Vay be!
Ne çabuk geçti onca yıl.
Daha dün 2009’du.
2014 Mart’ına ne kaldı şunun şurasında?
Ekim, Kasım, Aralık, Ocak, Şubat ve Mart.
1-2-3-4-5 ardından 6.
Mart’ta mart karı da yağar ya hani.
Kazma kürek bıraktırmaz vallahi yaktırır da yaktırır.
Adı üstünde mart karı.
Buz!
Keskin.
Hasta da eder…
Mart’a beş kala, 2009 ile bugün arasındaki danslara bir bakmalı.
2009’da koltuk nasıl ele geçti?
Koltuğa oturanların yanında kim/kimler vardı?
Zafere ulaşırken gönül dostları neler yaptı?
Ya çelme takanlar kim/kimlerdi?
Hatırlamalı.
Ve düşünmeli!
Koltuk öncesi ile koltuk sonrası genelde farklıdır.
Vefanın özünde bulunup da nankörlüğü kapıdan içeri koymayanlar için önce sonrasında bozukluk yoktur.
Çünkü orada insan gibi insan karakteristik özellikler bulunduğundan “ihanet” dans edememiştir.
Saygınlıktır elbette bunun adı.
Tabi ki genelleme içinde ise “ayıplar” yarıştadır.

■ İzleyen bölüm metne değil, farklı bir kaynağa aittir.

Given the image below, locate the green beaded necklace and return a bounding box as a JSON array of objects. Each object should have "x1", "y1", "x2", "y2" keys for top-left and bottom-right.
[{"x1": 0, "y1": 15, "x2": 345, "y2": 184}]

Koltuğu ele geçirdikten sonra emek verenler dışlanıp öne çıkan dalkavuk takımı “padişahım öldü yaşasın yeni padişah” diyerek kontrolü ele aldığı için duruşta yamukluk başlar.
Çünkü…
İnsan gibi dolaşanların gerçek yüzlerini ortaya çıkaran para, makam ve alkol denen araçlar düşürür sahte maskeleri.
Mart ayı dert ayıdır.
Değişimdir.
Yeniliktir.
Temizliktir.
Hatta budama mevsiminin ilk selamıdır.
Çürükleri temizleyerek güç kazanır doğa.
Bireyler.
Kimlikler…
Mart’a ne kaldı?
Bir, iki, üç, dört, beş ve altı kere altı!